21.2. It is proposed that after delisting of shares in the home jurisdiction the company shall delist all of its depository receipts issued overseas (Subject to consultation with Govt. of India).

22. Cooling off period between two delisting attempts

Extant regulatory framework No specific provision

Issue

22.1. Upon failure of the voluntary delisting, the delisting Regulations do not provide any specific timeline, pursuant to which voluntary delisting may be re-attempted.

Concern

22.2. Voluntary delisting is a major event, which draws the attention of all the stakeholders. Shareholders anticipating exit opportunity in the delisting process, feel short – changed, upon failure of either Reverse book building process or rejection of discovered price by the Promoter/Acquirer. Voluntary delisting adds to the volatility in share price.

Proposal

22.3. It is proposed that:

i. There shall be a cooling off period of six months between two delisting offers and same acquirer(s) / promoter(s) cannot make another delisting offer during the cooling-off period.

Update references to the Companies Act, 2013

23. Delisting pursuant to the resolution plan approved under Section 31 of the Insolvency and Bankruptcy Code, 2016

Extant regulatory framework

Regulation (2) Nothing in these regulations shall apply to any delisting made pursuant to a scheme sanctioned by the Board for Industrial and Financial Reconstruction under the Sick Industrial Companies (Special Provisions) Act, 1985 or by the National Company Law Tribunal under section 424D of the Companies Act, 1956, if such scheme

(a) lays down any specific procedure to complete the delisting; or

(b) provides an exit option to the existing public shareholders at a specified rate.

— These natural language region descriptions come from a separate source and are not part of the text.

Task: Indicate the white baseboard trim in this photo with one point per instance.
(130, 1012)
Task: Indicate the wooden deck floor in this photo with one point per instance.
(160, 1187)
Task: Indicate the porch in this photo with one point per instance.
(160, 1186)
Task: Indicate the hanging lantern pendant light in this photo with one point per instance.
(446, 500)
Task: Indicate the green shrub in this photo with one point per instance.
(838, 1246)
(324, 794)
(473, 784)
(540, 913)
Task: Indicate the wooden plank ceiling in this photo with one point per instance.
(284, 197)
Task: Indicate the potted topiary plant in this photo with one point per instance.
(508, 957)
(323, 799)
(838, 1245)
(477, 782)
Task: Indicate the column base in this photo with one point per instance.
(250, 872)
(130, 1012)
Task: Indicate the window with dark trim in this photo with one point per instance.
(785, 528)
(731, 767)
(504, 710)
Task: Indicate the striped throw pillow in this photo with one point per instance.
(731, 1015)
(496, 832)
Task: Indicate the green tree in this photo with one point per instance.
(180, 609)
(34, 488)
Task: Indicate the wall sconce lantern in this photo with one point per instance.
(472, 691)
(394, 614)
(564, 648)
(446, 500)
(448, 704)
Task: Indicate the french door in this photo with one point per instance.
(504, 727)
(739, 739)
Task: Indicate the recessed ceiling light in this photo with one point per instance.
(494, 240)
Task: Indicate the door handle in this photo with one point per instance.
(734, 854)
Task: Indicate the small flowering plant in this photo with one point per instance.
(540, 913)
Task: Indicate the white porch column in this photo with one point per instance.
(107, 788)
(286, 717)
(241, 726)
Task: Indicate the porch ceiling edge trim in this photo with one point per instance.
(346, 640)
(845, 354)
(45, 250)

23.1. Regulation 3(2) deals with the non-applicability of Delisting Regulations on the delisting made pursuant scheme sanctioned by the BIFR under Sick Industrial Companies (Special Provisions) Act, 1985 or by NCLT under section 424D of Companies Act, 1956.

Issue

23.2. Sick Industrial Companies (Special Provisions) Act, 1985 has since been replaced with Insolvency and Bankruptcy Code, 2016 and the Companies Act, 2013 has been notified.

Proposal

23.3. It is proposed that the Reg. 3(2) may be deleted.

C. Public Comments

1. Public comments are therefore invited on the aforesaid proposals in the following format:

Name of entity/ person/ intermediary:
Name of organization (if applicable):
Contact details: Address, Mobile No. etc.
Sr.
No.
Proposals Proposed/
suggested changes
Rationale
Page No. Para No.

2. The comments may be forwarded by e-mail to [email protected] or sent by post at the following address latest by December 21, 2020.

Sh. Achal Singh
General Manager
Corporation Finance Department
Division of Corporate Restructuring -2
Securities and Exchange Board of India
SEBI Bhavan
Plot No. C4-A, “G” Block
Bandra Kurla Complex
Bandra (East), Mumbai – 400 051

***************

Notes:-

1 Securities and Exchange Board of India (Depositories and Participants) Regulations, 1996 has been substituted by the Securities and Exchange Board of India (Depositories and Participants) Regulations, 2018 and Reg. 76 is the corresponding regulation.